What is LEAPS
- LEAPS is the name of CEL-SCI for this investigational platform technology. No LEAPS product has been approved for sale, barter or exchange by the FDA or any other regulatory agency for any use to treat disease in animals or humans. The safety or efficacy of these products has not been established for any use. Lastly, no definitive conclusions can be drawn from these early-phase, pre-clinical-trials data involving these investigational products.
L.E.A.P.S. (Ligand Epitope Antigen Presentation System) is a patented, T-cell modulation, peptide epitope delivery technology that enables CEL-SCI to design and synthesize proprietary peptide immunogens.
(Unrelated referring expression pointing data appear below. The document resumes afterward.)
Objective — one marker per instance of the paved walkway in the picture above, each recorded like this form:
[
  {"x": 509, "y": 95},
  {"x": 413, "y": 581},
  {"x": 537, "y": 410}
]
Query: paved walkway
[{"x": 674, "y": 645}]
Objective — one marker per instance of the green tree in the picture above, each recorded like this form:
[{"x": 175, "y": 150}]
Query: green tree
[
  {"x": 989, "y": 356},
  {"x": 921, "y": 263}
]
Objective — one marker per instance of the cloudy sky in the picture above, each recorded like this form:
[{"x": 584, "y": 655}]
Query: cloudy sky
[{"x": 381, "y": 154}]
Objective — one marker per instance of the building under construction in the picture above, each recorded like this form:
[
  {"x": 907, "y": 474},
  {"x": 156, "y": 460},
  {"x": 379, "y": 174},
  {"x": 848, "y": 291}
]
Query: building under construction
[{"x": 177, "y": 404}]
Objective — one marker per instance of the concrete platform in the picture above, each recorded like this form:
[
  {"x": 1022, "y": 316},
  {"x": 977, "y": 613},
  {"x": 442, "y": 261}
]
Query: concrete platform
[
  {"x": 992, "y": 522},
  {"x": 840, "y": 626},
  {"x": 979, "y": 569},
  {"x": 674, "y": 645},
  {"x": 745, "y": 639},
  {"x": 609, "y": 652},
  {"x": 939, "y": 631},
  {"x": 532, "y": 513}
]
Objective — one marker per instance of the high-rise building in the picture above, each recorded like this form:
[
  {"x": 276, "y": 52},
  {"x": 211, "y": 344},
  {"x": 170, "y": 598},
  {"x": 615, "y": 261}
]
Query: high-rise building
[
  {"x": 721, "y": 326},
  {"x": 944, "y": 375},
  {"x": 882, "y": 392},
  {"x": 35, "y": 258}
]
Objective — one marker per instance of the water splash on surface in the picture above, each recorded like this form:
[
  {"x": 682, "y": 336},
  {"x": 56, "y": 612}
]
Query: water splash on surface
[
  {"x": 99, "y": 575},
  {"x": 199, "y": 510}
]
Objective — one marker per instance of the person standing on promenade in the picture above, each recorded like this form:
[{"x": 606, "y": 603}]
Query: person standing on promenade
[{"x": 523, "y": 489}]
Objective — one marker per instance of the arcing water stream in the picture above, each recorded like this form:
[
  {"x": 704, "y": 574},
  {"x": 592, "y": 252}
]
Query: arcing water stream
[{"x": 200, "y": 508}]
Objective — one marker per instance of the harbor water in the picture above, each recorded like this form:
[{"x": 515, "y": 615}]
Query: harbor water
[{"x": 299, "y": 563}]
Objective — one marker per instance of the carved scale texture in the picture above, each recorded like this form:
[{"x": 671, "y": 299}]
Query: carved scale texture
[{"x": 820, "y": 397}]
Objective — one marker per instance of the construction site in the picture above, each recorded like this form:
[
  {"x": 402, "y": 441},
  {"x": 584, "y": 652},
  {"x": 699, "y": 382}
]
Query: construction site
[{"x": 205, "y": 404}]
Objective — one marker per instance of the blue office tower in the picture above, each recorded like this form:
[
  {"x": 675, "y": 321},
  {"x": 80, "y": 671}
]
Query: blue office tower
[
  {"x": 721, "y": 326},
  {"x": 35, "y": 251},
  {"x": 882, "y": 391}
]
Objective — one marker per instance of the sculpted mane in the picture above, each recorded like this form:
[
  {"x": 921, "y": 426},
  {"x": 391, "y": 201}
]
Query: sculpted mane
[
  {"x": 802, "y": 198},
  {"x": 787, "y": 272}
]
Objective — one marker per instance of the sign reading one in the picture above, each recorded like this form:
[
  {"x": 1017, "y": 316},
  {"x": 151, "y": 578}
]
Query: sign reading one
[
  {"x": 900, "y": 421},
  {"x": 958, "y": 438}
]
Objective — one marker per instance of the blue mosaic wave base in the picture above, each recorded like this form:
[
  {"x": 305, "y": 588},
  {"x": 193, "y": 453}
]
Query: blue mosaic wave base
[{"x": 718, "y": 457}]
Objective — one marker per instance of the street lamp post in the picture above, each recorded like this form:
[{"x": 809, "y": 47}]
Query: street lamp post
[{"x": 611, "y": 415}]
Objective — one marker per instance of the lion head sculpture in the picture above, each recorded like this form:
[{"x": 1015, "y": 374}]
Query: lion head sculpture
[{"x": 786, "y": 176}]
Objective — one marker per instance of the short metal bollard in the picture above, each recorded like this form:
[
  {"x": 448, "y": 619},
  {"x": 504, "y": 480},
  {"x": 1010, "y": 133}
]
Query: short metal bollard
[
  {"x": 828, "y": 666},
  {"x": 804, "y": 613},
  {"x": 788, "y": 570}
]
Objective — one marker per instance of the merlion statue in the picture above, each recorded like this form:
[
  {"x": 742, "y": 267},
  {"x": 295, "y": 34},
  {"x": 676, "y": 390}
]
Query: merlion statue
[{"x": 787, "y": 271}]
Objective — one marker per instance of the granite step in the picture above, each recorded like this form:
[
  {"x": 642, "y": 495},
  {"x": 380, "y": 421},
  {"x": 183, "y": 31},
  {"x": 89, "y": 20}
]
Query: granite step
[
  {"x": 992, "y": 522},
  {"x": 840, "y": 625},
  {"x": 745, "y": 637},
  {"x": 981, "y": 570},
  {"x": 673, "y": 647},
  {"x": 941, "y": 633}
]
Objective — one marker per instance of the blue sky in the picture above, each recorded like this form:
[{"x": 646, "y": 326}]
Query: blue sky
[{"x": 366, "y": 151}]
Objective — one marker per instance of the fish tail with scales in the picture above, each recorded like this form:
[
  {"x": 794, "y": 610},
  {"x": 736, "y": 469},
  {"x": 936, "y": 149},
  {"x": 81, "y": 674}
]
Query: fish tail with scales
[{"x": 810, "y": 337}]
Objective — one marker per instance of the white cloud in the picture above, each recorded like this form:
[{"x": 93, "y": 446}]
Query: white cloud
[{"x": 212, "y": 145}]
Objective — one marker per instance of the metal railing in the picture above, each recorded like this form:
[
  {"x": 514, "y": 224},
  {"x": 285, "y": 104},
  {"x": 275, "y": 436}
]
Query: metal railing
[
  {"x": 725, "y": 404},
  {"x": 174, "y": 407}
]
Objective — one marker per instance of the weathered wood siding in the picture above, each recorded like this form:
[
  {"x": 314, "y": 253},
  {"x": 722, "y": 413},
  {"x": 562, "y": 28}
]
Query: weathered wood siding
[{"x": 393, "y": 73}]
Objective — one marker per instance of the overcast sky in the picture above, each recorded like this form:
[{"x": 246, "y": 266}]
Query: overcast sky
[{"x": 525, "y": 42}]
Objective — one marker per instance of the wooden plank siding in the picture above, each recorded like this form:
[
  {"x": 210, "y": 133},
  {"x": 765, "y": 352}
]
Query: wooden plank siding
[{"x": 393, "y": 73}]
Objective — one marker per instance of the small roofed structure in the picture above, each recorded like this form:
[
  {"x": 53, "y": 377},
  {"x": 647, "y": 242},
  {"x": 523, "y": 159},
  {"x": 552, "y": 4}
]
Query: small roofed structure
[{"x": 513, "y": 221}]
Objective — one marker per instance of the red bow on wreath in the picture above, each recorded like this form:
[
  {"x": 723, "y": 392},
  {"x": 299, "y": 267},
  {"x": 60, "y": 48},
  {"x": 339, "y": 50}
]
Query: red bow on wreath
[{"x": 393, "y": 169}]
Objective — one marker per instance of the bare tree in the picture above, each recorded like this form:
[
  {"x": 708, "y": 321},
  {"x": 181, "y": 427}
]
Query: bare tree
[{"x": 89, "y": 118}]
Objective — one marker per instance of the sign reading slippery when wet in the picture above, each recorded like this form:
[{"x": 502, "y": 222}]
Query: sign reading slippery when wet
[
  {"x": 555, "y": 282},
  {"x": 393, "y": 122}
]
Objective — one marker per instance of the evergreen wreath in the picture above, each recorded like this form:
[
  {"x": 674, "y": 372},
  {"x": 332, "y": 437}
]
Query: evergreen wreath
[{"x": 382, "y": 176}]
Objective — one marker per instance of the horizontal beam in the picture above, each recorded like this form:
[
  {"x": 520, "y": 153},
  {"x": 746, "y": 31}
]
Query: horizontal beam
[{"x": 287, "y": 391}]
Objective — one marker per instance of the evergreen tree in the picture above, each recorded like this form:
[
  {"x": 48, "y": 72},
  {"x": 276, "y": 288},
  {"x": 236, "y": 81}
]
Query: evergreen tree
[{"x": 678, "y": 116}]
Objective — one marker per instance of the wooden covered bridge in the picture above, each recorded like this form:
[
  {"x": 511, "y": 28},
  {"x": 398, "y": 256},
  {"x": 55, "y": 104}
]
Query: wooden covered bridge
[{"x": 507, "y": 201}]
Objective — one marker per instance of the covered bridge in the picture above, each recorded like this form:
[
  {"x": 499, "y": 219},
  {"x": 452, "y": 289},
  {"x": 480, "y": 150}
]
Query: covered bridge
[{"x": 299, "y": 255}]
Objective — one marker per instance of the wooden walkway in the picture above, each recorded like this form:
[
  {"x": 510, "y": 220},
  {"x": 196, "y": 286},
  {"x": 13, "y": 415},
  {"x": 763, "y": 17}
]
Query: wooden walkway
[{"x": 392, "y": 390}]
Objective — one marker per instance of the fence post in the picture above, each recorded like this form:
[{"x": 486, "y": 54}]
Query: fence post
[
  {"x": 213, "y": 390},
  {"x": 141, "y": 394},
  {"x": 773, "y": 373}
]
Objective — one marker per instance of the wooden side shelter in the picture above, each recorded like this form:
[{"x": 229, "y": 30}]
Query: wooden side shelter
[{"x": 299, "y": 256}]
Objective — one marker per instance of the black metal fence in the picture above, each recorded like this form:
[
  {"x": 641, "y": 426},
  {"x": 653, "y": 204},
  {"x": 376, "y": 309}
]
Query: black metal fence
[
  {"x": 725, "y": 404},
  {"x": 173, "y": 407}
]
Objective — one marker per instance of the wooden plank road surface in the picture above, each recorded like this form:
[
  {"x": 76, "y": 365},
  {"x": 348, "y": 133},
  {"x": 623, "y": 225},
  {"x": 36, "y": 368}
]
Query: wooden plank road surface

LEAPS compounds consist of a small T-cell binding peptide ligand linked with a disease-associated peptide antigen.
This technology has been shown in several animal models to preferentially direct immune response to a cellular (e.g. T-cell), humoral (antibody) or mixed pathway. Diseases for which antigenic epitope sequences have been identified, such as: some infectious diseases, cancer, autoimmune diseases, allergic asthma and allergy, and select CNS diseases (e.g., Alzheimer’s) are potential candidates for development using this technology platform.
L.E.A.P.S. (Ligand Epitope Antigen Presentation System) is a CEL-SCI patented platform technology designed to stimulate antigen-specific immune responses in T-cells using synthetic peptides. LEAPS constructs physically link the antigenic peptide with a T-cell binding ligand and are delivered directly to the recipient immune system by injection or mucosal absorption, potentially enhancing T-cell responses to a particular antigen.
Administered as a vaccine, LEAPS combines T-cell binding ligands with small, disease-associated, peptide antigens and may provide a new method to treat and prevent certain diseases. The ability to generate a specific immune response is important because many diseases are often not combated effectively due to the body’s selection of the “inappropriate” immune response. The capability to specifically reprogram an immune response may offer a more effective approach than existing vaccines and drugs in attacking an underlying disease.